Mondo face à la nature

La nature occupe une place centrale dans Mondo. Elle est le point de départ de l’histoire, le moteur des aventures et suscite chez le lecteur une attitude positive lui permettant de façonner son imaginaire environnemental et l’amène vers l’utopie d’une réconciliation entre nature et civilisation humaine. A travers Mondo, Le Clézio met l’accent sur un aspect essentiel des écrits de la nature qui est celui du rapport entre les hommes et les animaux, les hommes et leur habitat; une analogie s'établit entre l’état d’âme de ses personnages et leur milieu qui favorisera une prise de conscience écologique et va dans le sens de l’idée selon laquelle:« la manière dont la littérature montre le monde naturel n’est en effet pas sans influencer le regard que nous lui portons» (Schoentjes, 2013 :117).
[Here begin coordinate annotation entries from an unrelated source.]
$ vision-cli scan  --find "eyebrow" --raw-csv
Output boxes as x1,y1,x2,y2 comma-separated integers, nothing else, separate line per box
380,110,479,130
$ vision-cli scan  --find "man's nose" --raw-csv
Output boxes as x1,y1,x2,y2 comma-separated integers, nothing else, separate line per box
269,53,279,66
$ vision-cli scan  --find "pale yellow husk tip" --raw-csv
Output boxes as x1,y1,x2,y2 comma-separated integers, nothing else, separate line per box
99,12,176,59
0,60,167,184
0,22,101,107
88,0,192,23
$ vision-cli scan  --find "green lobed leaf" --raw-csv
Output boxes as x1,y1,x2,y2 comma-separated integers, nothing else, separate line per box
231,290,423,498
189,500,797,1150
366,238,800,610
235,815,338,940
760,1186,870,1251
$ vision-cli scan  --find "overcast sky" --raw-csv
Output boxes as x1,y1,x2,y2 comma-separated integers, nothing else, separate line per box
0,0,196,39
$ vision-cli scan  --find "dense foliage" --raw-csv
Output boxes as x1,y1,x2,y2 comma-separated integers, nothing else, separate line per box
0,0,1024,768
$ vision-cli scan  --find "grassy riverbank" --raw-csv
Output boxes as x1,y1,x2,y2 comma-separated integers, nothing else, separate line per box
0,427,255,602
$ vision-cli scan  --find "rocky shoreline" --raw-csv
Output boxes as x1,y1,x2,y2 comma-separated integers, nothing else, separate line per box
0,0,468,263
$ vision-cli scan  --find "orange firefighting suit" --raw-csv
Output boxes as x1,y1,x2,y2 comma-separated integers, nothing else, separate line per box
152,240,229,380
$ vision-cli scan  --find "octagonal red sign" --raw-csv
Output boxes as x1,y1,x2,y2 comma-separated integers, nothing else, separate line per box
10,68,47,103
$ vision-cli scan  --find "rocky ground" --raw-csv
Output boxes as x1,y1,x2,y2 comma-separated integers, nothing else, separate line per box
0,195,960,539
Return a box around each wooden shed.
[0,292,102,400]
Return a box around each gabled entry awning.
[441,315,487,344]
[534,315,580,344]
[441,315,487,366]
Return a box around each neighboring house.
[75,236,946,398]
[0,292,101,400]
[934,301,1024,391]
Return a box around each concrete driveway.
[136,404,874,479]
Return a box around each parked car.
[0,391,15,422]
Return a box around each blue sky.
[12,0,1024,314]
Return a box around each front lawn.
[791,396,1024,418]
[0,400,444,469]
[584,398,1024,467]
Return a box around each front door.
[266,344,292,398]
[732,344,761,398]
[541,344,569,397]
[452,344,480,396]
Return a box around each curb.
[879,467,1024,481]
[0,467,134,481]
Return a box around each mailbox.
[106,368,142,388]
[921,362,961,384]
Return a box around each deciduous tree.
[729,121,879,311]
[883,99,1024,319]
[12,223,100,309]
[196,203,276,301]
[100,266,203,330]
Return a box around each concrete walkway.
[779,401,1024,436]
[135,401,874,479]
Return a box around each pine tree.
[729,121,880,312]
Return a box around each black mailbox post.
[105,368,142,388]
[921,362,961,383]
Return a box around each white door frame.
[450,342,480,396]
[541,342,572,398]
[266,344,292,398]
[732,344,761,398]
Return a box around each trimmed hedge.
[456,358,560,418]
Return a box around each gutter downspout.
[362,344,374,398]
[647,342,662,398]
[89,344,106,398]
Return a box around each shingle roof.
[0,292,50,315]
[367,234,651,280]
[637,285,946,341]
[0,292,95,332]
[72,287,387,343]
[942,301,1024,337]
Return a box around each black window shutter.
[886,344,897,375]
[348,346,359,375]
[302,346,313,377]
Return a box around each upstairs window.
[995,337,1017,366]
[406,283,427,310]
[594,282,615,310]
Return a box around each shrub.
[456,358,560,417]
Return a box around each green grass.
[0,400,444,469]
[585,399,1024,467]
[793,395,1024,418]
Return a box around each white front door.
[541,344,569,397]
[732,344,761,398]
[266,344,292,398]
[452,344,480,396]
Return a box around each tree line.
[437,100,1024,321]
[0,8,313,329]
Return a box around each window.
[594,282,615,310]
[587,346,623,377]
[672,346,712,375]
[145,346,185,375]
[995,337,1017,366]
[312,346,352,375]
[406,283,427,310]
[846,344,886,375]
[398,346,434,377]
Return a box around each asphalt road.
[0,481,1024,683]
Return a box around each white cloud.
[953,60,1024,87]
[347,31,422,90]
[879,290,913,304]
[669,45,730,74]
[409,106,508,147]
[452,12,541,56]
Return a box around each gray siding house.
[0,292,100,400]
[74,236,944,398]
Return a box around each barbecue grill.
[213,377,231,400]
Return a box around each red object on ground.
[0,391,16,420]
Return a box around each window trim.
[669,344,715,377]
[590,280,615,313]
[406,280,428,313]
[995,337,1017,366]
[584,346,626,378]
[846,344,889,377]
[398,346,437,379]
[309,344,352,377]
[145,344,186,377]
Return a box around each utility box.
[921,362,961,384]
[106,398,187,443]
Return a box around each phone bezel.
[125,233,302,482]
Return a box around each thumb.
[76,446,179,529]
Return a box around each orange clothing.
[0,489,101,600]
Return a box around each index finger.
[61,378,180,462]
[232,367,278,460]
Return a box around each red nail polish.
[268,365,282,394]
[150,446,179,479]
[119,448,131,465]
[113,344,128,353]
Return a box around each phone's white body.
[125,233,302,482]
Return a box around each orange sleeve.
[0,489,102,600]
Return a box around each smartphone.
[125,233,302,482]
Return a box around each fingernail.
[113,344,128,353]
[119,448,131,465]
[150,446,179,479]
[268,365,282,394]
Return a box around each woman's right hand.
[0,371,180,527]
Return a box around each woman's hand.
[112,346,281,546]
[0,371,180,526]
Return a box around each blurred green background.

La nature se relie étroitement aux sentiments du protagoniste et à ses idées maîtresses, elle incarne un refuge dont il dispose pour se ressourcer et fuir les turpitudes de la société. L'image de la nature évolue suivant la narration et en fonction de la sensibilité artistique au monde extérieur; ce récit est marqué de part et d’autre part des éléments naturels: »Le Cosaque ressemble à un ours avec son bonnet de fourrure« (Le Clézio,1978: 58); »le tuyau d'arrosage de l'ouvrier ressemble à un serpent «(Le Clézio,1978: 59); »les pièces qui tombent par terre dans le spectacle de Le Gitan sont comme une grosse pluie« (Le Clézio, 1978: 60); et« le bruit des voitures circulant sur la place ressemble à un bruit doux comme l'eau» (Le Clézio, 1978: 61). Thi Chin essaie de faire comprendre à Mondo que la nature est une richesse universelle et la source de vie pour l'humanité en entière sans aucune distinction:
»-C'est beau, dit-il. Qu'est-ce qui fait tout cet or? - C'est la lumière du soleil, dit Thi Chin. -Alors vous êtes riche? – Thi Chin riait." Cet or-là n'appartient à personne« (Le Clézio, 1978: 47).

 

Mondo sensibilisé au contact de la nature

Le rôle des perceptions sensorielles – visuelle, auditive, olfactive, tactile et même gustative -est considérable à travers la narration le clézienne, son écriture s’attache à rendre présent l’environnement naturel en s’appuyant sur les impressions sensorielles: Le pouvoir du regard est l'un des traits déterminants de Mondo, lequel doté d'un esprit ouvert est capable de voir, sentir, toucher et d'entendre la nature environnante:

»Il s'arrêtait pour regarder (la vue) dans les caniveaux, ou pour arracher (le toucher) des feuilles aux arbres. Il prenait (le toucher) une feuille de poivrier et il l'écrasait (le toucher) entre ses doigts pour sentir l'odeur (l’odorat) qui pique le nez (l'odorat) et les yeux (la vue). Il cueillait (le toucher) les fleurs du chèvrefeuille et il suçait (le goûter) la petite goutte sucrée (le goûter) qui perle (la vue) à sa base du calice. Ou bien il faisait de la musique (l'ouïe) avec une lame d'herbe pressée contre ses lèvres (goûter)« (Le Clézio, 1978: 40).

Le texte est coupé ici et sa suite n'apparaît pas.